That's a really great point. Right now, our software either focuses on only
pages which are good for SEO, or it runs less frequent experiments on the
"bad" pages. We've had a few success stories of turning "bad" pages into good
ones and having them become big revenue generators for our customers, but
that's not common as I'm sure you can imagine.

------
BickNowstrom
Though using A/B testing to improve user experience or conversion rates is
fine, I thought using A/B testing to reverse engineer the ranking algorithm
was against the guidelines. Has this been updated?

From
[https://support.google.com/webmasters/answer/7238431?hl=en](https://support.google.com/webmasters/answer/7238431?hl=en)
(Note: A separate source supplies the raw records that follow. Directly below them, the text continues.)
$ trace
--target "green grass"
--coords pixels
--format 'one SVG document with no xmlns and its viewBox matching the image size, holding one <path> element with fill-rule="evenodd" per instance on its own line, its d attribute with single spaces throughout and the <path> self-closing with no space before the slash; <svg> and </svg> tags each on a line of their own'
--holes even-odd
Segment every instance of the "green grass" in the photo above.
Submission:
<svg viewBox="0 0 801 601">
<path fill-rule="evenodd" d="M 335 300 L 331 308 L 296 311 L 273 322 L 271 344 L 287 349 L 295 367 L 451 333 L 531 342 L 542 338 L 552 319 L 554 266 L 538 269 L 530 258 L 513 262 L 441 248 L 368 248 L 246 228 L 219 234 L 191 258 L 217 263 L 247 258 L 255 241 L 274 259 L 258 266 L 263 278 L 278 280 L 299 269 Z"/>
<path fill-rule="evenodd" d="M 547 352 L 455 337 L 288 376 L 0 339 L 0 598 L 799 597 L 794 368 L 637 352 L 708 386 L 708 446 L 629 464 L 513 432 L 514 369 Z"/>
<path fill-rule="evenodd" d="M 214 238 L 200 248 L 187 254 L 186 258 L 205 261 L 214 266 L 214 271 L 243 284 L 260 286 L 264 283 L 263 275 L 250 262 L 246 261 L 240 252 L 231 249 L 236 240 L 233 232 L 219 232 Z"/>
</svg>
> Best practices for website testing with Google Search

> The amount of time required for a reliable test will vary depending on
> factors like your conversion rates, and how much traffic your website gets;
> a good testing tool should tell you when you’ve gathered enough data to draw
> a reliable conclusion. Once you’ve concluded the test, you should update
> your site with the desired content variation(s) and remove all elements of
> the test as soon as possible, such as alternate URLs or testing scripts and
> markup. If we discover a site running an experiment for an unnecessarily
> long time, we may interpret this as an attempt to deceive search engines and
> take action accordingly. This is especially true if you’re serving one
> content variant to a large percentage of your users.

Next to this, the advice is to use rel="canonical" to avoid duplicate issues
with Googlebot crawling your variations. When using rel="canonical" this
should not show you how a variation influences ranking.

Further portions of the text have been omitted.